Bukele reconoce que al menos 8.000 de las más de 91.000 detenciones practicadas en el marco del estado de excepción se hicieron sin causa justificada.
El panel de expertos también denuncia prácticas como desnudez forzada, falta de ventilación en los sitios de reclusión o violencia psicológica.
Los videos gubernamentales de miles de detenidos sin camisa, descalzos, con las cabezas rapadas, encadenados en posiciones incómodas durante los traslados, hacinados en celdas no aptas para la cantidad de reclusos y siendo señalados de terroristas antes de un juicio dejan pocas dudas sobre las conclusiones del informe.

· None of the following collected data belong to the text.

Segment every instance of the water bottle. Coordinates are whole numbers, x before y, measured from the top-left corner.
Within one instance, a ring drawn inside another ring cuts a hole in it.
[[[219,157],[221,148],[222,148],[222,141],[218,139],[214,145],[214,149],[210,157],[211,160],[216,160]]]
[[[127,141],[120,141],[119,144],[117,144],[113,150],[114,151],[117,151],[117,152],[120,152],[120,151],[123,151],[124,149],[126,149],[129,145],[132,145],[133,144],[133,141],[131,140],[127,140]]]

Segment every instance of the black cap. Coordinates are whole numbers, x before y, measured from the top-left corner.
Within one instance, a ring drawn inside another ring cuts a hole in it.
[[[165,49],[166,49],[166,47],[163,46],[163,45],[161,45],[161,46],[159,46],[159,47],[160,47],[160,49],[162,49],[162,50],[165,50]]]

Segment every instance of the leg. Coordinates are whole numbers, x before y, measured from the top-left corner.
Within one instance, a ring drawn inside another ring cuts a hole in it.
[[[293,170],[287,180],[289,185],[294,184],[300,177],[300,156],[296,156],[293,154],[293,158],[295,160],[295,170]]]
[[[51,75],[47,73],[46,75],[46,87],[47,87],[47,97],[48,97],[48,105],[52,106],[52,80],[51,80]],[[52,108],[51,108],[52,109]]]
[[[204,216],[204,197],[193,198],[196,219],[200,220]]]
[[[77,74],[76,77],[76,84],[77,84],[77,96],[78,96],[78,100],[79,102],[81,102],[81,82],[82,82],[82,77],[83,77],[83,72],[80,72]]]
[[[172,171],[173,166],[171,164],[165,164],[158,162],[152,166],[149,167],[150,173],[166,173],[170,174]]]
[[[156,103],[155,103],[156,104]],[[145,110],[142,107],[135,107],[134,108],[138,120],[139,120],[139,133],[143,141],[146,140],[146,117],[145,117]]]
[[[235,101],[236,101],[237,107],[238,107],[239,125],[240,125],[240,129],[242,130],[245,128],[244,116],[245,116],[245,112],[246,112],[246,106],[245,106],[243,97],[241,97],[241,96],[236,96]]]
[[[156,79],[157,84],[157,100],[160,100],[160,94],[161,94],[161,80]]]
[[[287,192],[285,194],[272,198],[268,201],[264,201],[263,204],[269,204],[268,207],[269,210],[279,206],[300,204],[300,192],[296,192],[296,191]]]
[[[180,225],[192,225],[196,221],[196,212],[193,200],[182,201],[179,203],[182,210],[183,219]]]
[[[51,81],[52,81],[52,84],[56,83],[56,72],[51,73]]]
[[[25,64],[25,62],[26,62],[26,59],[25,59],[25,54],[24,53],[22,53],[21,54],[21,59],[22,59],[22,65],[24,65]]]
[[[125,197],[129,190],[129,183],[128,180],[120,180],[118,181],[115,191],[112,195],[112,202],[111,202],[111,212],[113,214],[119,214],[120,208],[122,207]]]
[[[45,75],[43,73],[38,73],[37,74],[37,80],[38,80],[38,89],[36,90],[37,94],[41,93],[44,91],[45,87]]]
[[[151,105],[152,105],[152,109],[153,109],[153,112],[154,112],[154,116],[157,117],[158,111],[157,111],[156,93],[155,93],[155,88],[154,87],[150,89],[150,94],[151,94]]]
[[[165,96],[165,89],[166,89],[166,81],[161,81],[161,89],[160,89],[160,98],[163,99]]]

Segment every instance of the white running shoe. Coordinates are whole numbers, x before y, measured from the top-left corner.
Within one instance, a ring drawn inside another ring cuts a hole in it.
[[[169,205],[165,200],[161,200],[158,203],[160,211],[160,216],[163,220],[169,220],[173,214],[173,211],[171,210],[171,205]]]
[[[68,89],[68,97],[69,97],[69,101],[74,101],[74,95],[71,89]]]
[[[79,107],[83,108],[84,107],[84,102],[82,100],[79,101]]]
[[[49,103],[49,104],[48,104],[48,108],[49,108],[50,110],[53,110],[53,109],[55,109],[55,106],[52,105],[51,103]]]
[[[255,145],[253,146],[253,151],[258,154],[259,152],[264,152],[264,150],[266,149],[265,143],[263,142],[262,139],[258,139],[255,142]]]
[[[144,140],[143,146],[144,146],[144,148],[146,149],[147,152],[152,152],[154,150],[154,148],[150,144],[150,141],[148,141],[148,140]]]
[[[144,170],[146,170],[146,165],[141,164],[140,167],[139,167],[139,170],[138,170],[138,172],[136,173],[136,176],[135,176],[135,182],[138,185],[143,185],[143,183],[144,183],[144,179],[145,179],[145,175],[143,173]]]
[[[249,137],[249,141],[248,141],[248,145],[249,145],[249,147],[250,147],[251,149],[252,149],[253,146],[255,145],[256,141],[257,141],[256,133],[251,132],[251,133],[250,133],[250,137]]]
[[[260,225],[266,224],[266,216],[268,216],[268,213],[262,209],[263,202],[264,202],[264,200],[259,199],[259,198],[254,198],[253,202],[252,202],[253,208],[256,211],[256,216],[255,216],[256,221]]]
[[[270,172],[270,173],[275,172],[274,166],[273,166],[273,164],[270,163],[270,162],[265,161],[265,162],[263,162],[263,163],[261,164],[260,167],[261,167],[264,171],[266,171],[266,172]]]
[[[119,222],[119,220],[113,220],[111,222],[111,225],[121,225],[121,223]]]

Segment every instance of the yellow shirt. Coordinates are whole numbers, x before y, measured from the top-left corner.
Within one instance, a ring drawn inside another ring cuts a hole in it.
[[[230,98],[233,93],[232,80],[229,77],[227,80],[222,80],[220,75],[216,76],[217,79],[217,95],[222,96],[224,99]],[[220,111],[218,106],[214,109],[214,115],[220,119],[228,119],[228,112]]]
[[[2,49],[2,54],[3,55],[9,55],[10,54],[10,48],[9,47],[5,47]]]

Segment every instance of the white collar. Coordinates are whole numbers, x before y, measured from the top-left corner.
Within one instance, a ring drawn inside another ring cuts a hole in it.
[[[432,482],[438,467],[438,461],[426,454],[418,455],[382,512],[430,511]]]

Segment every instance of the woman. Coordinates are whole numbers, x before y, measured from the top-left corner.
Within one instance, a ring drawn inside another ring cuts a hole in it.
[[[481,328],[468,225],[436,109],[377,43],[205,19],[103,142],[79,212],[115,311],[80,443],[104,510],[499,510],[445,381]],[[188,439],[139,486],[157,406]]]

El documento también cuestiona la duración del estado de excepción, al afirmar que “su renovación sucesiva e indefinida, sin motivación sustantiva ni control judicial efectivo, ha transformado una medida extraordinaria en un mecanismo permanente de gobernanza”.
De nuevo el Gobierno de Bukele parece darle la razón. Y es que el próximo 26 de marzo, la Asamblea Nacional renovará el régimen por la ocasión número 49, cumpliendo ya cuatro años de vigencia, y los ministros del Interior, Gustavo Villatoro, y de Defensa, René Merino, siguen coincidiendo con Bukele en que la guerra contra las pandillas aún debe mantenerse.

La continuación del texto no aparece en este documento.